The reachable set of single-mode unstable quadratic Hamiltonians

TL;DR

This paper investigates the reachability of Gaussian unitary transformations generated by unstable quadratic Hamiltonians in one degree of freedom, revealing limitations and providing partial analytical and numerical characterizations of the reachable set.

Contribution

It offers the first analysis of the reachable set for unstable quadratic Hamiltonians, showing certain symplectic operations are unreachable and combining analytical and numerical methods.

Findings

Orthogonal symplectic operations are unreachable with unstable controls.

The rank criterion is necessary but not sufficient for reachability in this context.

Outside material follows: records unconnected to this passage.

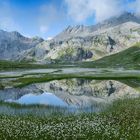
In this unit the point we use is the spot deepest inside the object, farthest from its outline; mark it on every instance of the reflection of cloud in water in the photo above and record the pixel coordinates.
(44, 99)
(73, 92)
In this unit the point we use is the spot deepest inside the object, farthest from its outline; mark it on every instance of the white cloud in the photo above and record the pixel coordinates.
(80, 10)
(43, 29)
(50, 17)
(49, 38)
(135, 6)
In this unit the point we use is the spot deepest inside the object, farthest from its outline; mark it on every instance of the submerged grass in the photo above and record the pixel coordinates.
(121, 120)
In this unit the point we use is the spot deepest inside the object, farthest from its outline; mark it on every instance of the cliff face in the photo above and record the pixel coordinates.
(13, 43)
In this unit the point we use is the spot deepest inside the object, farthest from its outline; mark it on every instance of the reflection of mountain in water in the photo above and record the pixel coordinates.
(86, 92)
(78, 91)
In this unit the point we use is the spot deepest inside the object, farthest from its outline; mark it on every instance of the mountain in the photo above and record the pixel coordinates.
(78, 43)
(88, 43)
(129, 58)
(13, 43)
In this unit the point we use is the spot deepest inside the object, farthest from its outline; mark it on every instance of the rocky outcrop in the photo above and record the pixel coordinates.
(13, 43)
(84, 43)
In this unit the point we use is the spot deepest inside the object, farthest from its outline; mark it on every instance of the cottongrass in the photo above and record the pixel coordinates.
(121, 121)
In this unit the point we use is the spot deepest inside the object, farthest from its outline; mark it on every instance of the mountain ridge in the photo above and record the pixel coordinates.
(79, 43)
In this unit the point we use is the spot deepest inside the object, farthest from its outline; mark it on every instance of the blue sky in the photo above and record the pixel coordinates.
(46, 18)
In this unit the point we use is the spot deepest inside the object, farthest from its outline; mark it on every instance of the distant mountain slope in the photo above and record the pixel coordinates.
(81, 30)
(12, 43)
(129, 58)
(88, 43)
(79, 43)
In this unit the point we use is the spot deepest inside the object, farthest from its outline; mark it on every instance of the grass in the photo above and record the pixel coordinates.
(121, 120)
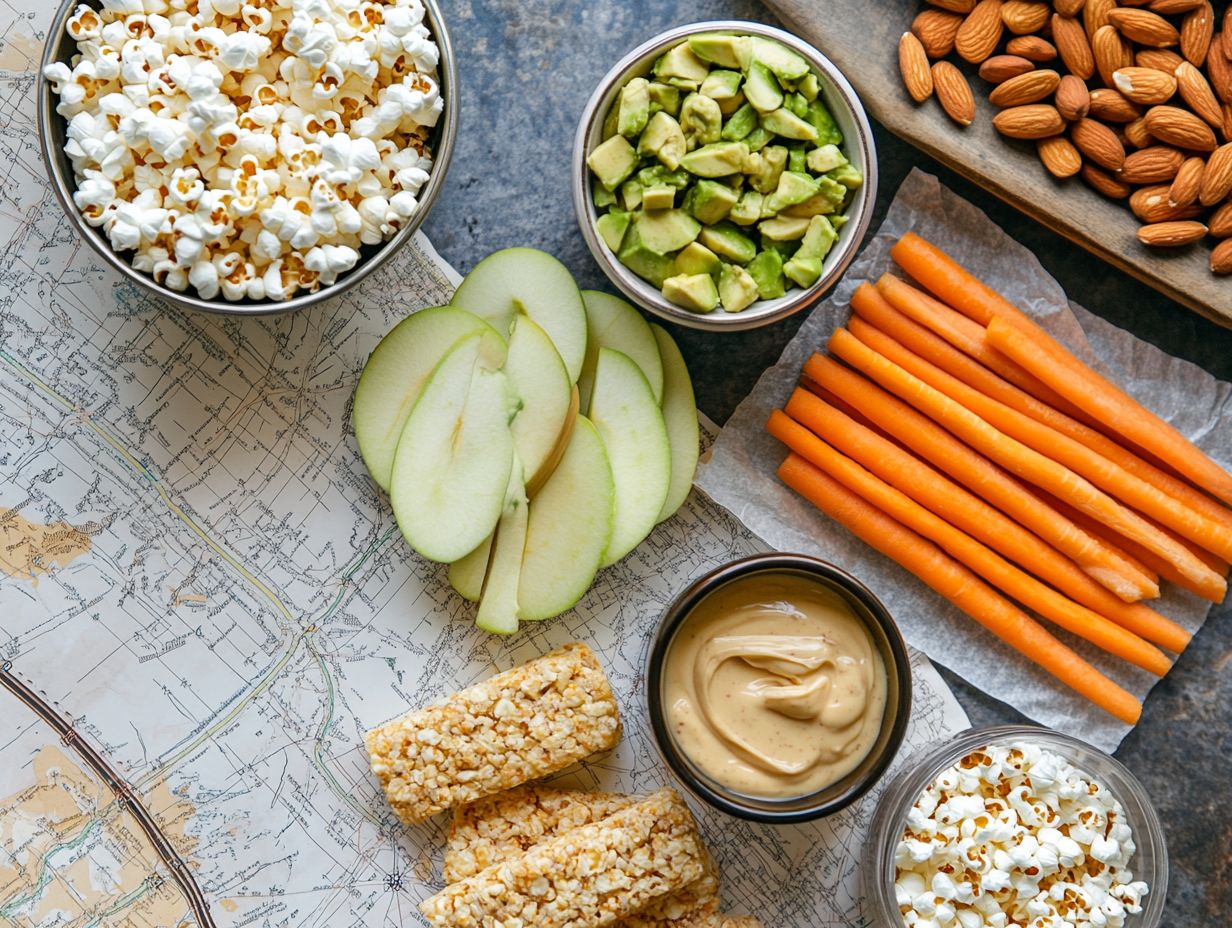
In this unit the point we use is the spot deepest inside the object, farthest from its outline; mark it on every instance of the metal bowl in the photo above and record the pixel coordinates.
(848, 112)
(52, 128)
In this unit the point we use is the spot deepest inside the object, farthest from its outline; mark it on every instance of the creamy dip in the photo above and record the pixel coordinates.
(774, 687)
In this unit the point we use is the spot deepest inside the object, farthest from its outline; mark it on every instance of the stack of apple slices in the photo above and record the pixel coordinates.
(527, 434)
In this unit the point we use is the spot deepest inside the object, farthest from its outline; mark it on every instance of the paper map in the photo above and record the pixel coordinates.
(205, 603)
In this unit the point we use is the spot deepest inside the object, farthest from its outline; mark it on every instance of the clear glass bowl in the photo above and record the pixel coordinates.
(1150, 862)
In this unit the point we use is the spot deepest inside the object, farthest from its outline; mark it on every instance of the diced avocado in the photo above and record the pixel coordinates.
(611, 227)
(681, 63)
(821, 120)
(664, 97)
(658, 197)
(663, 138)
(766, 272)
(737, 288)
(826, 158)
(741, 123)
(695, 258)
(786, 123)
(701, 121)
(780, 59)
(792, 189)
(612, 162)
(722, 84)
(761, 89)
(665, 231)
(635, 107)
(747, 210)
(728, 242)
(784, 228)
(723, 51)
(710, 201)
(693, 291)
(716, 160)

Numerical algorithms help fully characterize the reachable set in specific cases.

Abstract

The question of open-loop control in the Gaussian regime may be cast by asking which Gaussian unitary transformations are reachable by turning on and off a given set of quadratic Hamiltonians. For compact groups, including finite dimensional unitary groups, the well known Lie algebra rank criterion provides a sufficient and necessary condition for the reachable set to cover the whole group. Because of the non-compact nature of the symplectic group, which corresponds to Gaussian unitary transformations, this criterion turns out to be still necessary but not sufficient for Gaussian systems. If the control Hamiltonians are unstable, in a sense made rigorous in the main text, the peculiar situation may arise where the rank criterion is satisfied and yet not all symplectic transformations are reachable. Here, we address this situation for one degree of freedom and study the properties of the reachable set under unstable control Hamiltonians. First, we provide a partial analytical characterisation of the reachable set and prove that no orthogonal (`energy-preserving' or `passive' in the literature) symplectic operations may be reached with such controls. Then, we apply numerical optimal control algorithms to demonstrate a complete characterisation of the set in specific cases.